URLExtract
URLExtract is a Python library for collecting and extracting URLs from a given text based on locating Top-Level Domains (TLDs). It is currently at version 1.9.0 and is actively maintained, with regular updates to its TLD list and ongoing Python version compatibility.
Warnings
- gotcha URLExtract's TLD-based detection can lead to 'false matches' in certain contexts, such as CSS class names (e.g., `p.bold.name` might be extracted if `.name` is a valid TLD). The library correctly identifies these as valid patterns, but they might not be the intended URLs.
- gotcha Users have reported `urlextract.cachefile.CacheFileError` or issues with custom cache directories not saving TLDs, especially in bundled applications (like PyInstaller) or read-only file systems.

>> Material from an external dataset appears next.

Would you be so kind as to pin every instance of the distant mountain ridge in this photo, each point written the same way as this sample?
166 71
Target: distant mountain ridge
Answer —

- breaking Support for Python 3.6 has been dropped in recent versions due to underlying dependency changes (e.g., `filelock`). Users on Python 3.6 will encounter errors.
- gotcha Older versions (prior to 1.9.0) might incorrectly parse URLs within Markdown links or have issues with filtering mixed-case hostnames, leading to incomplete or incorrect extractions.
Install
-
pip install urlextract
Imports
- URLExtract
from urlextract import URLExtract
Quickstart
from urlextract import URLExtract extractor = URLExtract() text = "Check out our website: example.com or find us at https://www.another-example.org/path?query=1" urls = extractor.find_urls(text) print(urls) # Expected output: ['example.com', 'https://www.another-example.org/path?query=1']